Diesem Rat ist man nachweislich mit erheblichem Aufwand gefolgt. Kardinal Karl Lehmann hat das gewürdigt, als er sagte: „Der Katechismus wird also der Jugend nicht einfach vorgesetzt, sondern die Jugend selbst ist in einem hohen Maße durch ihre Fragen, aber auch durch einzelne sprachliche Vorschläge zum ,Subjekt‘ des Youcat geworden. Dies ist ein außerordentliches Zeugnis für die Erneuerung der Katechismus-Tradition, das man nicht genügend hervorheben kann. Darin liegt auch ein wirklich neues Zugehen auf die junge Generation.“ Auch hierzulande sollte „Youcat“ der direkte Zugang zum Adressaten ermöglicht werden: in der Schule (nicht als Lehrbuch, sondern eher als Referenzwerk) wie auch vor allem in der Gemeindekatechese.

Der christliche Glaube begegnet uns allzu oft noch wie in einem verschlossenen Umschlag. Dabei muss man den Umschlag nur öffnen, um zu erkennen: Der christliche Glaube hat nicht nur einen Inhalt, sondern er ist ein gemeinsamer Glaube, der dem Einzelnen wie auch der jeweiligen Gemeinschaft vorgegeben ist.

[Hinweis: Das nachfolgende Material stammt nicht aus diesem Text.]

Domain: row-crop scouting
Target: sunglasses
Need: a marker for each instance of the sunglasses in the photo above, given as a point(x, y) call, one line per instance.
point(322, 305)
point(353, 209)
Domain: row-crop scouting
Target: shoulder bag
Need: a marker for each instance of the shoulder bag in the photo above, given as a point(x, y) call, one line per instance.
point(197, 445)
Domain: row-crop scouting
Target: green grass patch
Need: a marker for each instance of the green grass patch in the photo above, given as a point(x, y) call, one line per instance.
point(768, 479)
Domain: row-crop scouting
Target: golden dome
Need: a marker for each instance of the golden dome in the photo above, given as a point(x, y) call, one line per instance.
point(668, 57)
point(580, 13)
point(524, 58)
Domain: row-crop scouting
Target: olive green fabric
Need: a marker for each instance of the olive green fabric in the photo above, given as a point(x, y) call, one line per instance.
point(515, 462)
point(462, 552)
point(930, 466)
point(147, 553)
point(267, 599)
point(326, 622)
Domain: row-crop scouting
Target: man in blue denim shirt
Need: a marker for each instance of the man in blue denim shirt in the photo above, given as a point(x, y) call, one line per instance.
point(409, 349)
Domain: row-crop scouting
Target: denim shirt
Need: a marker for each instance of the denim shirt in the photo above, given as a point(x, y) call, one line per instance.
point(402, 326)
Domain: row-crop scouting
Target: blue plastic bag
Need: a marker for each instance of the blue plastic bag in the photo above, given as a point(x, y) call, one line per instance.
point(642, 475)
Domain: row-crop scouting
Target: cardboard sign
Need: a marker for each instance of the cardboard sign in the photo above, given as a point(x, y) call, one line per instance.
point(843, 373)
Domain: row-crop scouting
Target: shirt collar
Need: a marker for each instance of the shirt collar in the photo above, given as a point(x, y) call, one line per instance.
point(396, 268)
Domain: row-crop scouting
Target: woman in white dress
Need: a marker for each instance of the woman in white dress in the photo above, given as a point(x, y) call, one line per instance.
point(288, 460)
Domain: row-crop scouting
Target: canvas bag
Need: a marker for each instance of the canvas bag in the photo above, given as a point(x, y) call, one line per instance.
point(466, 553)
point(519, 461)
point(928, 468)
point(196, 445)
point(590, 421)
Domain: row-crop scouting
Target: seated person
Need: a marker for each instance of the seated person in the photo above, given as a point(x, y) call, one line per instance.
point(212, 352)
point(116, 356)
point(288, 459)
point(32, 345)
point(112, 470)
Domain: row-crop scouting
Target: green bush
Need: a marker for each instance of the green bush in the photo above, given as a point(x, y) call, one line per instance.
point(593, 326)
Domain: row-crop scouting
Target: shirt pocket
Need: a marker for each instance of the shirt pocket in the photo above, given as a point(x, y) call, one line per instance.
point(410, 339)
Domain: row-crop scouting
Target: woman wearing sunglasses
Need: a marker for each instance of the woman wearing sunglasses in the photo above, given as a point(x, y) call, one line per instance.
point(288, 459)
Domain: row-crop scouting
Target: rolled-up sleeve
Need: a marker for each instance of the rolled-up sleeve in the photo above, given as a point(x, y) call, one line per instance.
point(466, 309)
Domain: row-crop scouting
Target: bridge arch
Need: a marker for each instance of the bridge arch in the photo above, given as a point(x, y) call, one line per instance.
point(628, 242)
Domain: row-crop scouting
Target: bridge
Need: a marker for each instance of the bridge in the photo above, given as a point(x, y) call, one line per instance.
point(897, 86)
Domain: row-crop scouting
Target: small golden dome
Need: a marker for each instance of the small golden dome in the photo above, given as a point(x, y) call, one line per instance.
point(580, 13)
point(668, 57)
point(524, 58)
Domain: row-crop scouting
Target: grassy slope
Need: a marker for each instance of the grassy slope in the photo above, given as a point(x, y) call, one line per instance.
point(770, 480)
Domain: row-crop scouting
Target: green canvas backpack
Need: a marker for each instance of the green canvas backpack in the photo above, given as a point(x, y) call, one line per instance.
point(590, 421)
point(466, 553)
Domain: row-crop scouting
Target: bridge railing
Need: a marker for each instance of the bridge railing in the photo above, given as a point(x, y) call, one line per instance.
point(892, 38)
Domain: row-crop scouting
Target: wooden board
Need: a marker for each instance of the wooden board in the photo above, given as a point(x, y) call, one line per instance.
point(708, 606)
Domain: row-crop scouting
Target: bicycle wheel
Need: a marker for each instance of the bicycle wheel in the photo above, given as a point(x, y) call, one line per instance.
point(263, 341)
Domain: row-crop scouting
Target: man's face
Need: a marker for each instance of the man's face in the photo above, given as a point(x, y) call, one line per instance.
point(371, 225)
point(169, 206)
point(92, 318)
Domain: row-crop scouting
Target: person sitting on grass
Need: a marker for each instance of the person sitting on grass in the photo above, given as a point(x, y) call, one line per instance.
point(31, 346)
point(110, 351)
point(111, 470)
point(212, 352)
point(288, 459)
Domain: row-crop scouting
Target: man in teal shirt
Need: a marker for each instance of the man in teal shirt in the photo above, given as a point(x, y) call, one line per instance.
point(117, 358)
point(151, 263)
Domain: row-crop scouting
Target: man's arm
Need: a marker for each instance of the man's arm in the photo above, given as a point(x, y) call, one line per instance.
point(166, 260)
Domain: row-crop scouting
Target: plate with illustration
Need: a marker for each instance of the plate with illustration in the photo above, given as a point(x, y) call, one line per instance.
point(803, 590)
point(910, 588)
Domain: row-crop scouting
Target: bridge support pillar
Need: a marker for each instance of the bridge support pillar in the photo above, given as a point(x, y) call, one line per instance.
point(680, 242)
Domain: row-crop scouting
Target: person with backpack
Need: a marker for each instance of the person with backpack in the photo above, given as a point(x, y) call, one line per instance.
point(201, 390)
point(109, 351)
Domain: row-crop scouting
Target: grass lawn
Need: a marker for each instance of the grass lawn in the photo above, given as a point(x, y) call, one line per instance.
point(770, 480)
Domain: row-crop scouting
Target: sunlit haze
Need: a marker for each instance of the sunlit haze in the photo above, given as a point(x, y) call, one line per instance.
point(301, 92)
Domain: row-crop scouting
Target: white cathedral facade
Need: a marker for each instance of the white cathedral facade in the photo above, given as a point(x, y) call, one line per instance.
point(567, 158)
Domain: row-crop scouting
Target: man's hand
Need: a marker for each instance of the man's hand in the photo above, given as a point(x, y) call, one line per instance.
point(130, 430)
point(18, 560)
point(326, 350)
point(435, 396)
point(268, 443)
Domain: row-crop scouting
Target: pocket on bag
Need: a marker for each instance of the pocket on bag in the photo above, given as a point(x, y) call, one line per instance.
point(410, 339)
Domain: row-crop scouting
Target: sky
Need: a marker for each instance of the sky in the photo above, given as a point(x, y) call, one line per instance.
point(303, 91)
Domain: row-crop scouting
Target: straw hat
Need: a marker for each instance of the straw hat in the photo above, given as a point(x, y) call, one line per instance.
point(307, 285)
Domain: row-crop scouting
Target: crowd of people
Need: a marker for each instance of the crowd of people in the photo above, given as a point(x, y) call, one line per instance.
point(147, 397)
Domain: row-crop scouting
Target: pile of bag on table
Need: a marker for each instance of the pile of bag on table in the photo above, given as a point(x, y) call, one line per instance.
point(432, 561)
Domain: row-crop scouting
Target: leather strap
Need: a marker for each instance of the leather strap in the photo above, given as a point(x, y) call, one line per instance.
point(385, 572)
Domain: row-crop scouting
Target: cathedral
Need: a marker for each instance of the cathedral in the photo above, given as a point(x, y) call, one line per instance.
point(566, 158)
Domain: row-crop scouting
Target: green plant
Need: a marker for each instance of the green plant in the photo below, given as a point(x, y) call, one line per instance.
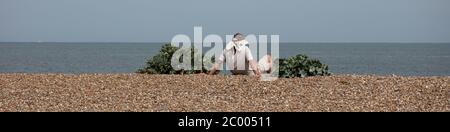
point(301, 66)
point(161, 63)
point(296, 66)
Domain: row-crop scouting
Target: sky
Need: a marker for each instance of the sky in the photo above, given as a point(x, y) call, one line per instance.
point(160, 20)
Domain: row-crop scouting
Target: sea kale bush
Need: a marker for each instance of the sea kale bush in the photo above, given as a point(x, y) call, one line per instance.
point(296, 66)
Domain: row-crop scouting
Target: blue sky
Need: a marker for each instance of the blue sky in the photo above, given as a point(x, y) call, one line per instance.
point(160, 20)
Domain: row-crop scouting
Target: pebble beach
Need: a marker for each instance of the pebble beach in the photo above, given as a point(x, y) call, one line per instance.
point(204, 93)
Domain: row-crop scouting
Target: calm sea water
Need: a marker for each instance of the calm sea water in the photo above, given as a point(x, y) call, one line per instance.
point(430, 59)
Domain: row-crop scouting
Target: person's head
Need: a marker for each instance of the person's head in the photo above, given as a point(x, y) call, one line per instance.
point(238, 36)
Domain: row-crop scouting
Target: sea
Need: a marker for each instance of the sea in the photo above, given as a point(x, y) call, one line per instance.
point(406, 59)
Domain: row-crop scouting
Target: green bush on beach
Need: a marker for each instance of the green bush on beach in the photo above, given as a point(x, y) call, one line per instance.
point(296, 66)
point(160, 63)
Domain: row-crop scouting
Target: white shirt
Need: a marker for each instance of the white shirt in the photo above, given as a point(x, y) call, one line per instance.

Wir sprechen von Tradition. Fragen helfen dabei, den überlieferten Glauben zu verstehen. Sie sind keine Glaubenszweifel, sondern Brieföffner für die überlieferte christliche Botschaft. Diese beansprucht nichts weniger als das „Wort Gottes“ zu sein (vgl. 1 Thess 2,13). Es sind die Glaubenden wie auch die Glaubensgemeinschaften, die Kirche insgesamt, die von diesem Glauben Rechenschaft abzulegen und diesen Glauben weiterzugeben haben. Der Glaube gründet auf Offenbarung, ist aber doch verstehbar. Glaube und Verstehen gehören zusammen. Ja, es ist notwendig, den Glauben zu verstehen, wenn er Frucht bringen soll (vgl. Mt 13,24). Wichtig ist es, dass man die notwendigen Fragen in der logisch richtigen Reihenfolge befolgt. Man vermeidet unnötige Komplikationen und gewinnt Einblick in das Gesamt des Glaubens. Es hat beispielsweise nicht den geringsten Sinn zu fragen, wie in zahlreichen Religionsbüchern üblich, ob Gott existiert, solange einem noch nicht einmal die Bedeutung des Wortes „Gott“ klar ist.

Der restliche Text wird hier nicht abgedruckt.